Ma Vincent è consapevole anche delle sue ispirazioni future, una coscienza visionaria, come lo sono quelle dei veri artisti: “Tu sai che nel mio lavoro sono volubile, e che questa furia di dipingere frutteti non durerà sempre”. Nella sua mente c’è già la visione chiara di altri quadri non ancora realizzati e che però noi consociamo bene: “Mi occorre anche una notte stellata con dei cipressi, oppure sopra un campo di grano maturo; abbiamo delle notti molto belle qui, e io ho una continua febbre di lavoro”.

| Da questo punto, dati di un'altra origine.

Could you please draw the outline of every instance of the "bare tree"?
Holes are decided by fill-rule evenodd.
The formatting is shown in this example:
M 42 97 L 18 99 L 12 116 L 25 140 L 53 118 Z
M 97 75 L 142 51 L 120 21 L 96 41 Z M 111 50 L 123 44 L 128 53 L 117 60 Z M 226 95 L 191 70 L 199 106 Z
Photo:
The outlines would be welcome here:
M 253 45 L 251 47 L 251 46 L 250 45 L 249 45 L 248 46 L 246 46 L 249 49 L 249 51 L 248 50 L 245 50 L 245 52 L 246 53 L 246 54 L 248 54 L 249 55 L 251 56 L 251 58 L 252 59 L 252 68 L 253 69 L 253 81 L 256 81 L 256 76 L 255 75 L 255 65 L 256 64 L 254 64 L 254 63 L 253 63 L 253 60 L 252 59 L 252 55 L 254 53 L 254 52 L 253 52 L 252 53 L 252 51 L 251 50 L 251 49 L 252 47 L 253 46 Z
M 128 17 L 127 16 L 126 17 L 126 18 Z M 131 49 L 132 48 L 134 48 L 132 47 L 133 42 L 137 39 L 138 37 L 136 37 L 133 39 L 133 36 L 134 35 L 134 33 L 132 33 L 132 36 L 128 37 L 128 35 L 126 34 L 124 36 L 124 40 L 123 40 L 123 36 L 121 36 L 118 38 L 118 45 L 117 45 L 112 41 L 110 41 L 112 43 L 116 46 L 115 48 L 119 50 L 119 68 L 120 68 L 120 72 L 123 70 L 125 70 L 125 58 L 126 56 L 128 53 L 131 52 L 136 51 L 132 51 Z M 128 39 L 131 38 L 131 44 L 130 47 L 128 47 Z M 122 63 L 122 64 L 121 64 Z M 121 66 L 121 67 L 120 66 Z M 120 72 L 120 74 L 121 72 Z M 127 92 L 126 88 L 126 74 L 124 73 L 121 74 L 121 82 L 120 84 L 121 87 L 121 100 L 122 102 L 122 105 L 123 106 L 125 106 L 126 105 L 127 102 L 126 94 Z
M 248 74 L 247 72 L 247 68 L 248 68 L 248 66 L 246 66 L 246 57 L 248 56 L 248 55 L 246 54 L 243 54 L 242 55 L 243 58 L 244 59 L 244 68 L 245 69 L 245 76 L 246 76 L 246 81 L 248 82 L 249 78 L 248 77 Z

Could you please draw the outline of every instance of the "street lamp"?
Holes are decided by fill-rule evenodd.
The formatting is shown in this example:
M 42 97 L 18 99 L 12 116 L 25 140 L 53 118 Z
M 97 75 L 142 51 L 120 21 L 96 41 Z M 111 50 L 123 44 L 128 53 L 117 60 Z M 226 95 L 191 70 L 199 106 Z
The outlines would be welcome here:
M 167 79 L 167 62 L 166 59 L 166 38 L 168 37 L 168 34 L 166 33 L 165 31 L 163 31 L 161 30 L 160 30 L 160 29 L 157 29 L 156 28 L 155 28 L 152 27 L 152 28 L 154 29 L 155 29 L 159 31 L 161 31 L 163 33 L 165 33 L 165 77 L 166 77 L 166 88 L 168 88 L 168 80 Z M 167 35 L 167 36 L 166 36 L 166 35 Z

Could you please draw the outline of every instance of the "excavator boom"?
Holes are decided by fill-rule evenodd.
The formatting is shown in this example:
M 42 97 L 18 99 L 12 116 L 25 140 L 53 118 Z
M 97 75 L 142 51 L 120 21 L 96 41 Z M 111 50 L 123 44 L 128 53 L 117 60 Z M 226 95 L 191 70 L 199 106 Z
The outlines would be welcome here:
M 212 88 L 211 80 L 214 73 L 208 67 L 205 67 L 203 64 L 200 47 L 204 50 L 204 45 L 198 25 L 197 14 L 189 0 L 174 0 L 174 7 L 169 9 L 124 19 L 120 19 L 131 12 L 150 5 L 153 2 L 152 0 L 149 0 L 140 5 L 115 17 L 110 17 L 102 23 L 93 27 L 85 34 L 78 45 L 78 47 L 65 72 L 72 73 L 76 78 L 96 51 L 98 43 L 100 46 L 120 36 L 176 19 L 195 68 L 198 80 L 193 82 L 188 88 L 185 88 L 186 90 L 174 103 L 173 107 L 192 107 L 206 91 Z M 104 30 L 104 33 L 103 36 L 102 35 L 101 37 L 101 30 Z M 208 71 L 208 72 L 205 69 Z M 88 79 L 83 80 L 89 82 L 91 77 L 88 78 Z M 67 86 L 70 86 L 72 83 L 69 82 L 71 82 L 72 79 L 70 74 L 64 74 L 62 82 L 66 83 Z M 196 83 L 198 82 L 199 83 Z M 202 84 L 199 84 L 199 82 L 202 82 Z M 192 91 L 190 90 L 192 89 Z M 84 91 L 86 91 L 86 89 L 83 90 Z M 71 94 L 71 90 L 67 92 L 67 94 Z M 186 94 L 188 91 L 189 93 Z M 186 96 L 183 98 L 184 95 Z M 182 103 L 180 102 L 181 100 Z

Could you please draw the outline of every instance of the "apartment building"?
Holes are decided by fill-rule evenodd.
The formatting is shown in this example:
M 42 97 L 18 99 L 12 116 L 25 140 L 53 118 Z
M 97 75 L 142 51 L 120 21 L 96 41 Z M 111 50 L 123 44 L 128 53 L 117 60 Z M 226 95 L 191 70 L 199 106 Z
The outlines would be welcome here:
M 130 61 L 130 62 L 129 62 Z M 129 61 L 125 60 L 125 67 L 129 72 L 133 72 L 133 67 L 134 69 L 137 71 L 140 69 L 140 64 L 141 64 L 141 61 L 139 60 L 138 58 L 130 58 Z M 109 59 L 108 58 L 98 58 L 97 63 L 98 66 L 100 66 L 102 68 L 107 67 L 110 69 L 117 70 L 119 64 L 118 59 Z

Come dargli torto? La natura della Provenza è di per sé stessa un capolavoro. Il genio di Vincent l’ha trasfigurata per trasmettercela con la sua sensibilità e il suo talento ineguagliabile, purtroppo incompreso dai contemporanei. Dei 1.500 disegni e 850 dipinti realizzati nella sua breve vita, di cui 150 tele realizzate solo nei mesi trascorsi all’ospedale psichiatrico di Saint-Rémy, infatti, ne venderà solo uno.

Genio creativo, pennelli e parole

La corrispondenza di Vincent Van Gogh ci restituisce pezzi del suo sofferto vissuto, pensieri sulla sua pittura e sul senso dell’arte. Ma è anche molto di più: è anch’essa espressione del suo genio creativo, non con pennelli e colori ma con parole. Del suo epistolario si conoscono 844 lettere. Suo interlocutore principale e prediletto il fratello Theo. Le 650 lettere che costituiscono questo epistolario furono raccolte dalla moglie di Theo, Johanna Bonger che, rimasta vedova dopo la morte di Theo, avvenuta sei mesi dopo la morte di Vincent, si dedicò alla cura di questo carteggio e successivamente alla pubblicazione.

L’editore Guanda ne ha pubblicato un’edizione delle Lettere a Theo nei Tascabili, giunta nel 2016 alla sua ottava edizione curata dal Massimo Cescon. Molto interessante anche il saggio introduttivo (scritto del 1922) di Karl Jaspers che, in quanto psichiatra e filosofo, amplia lo spettro delle riflessioni anche a quelle di natura specialistica, ma non solo.

Da leggere, se volete immergervi nell’arte di Van Gogh e nella “sua” Provenza. Se invece volete immaginare cosa provò Johanna aprendo la valigetta, sacra per Theo, che custodiva le lettere del fratello Vincent, lasciatevi traportare da La vedova van Gogh, di Camilo Sánchez (edito da Markos y Markos e tradotto dallo spagnolo da Francesca Conte).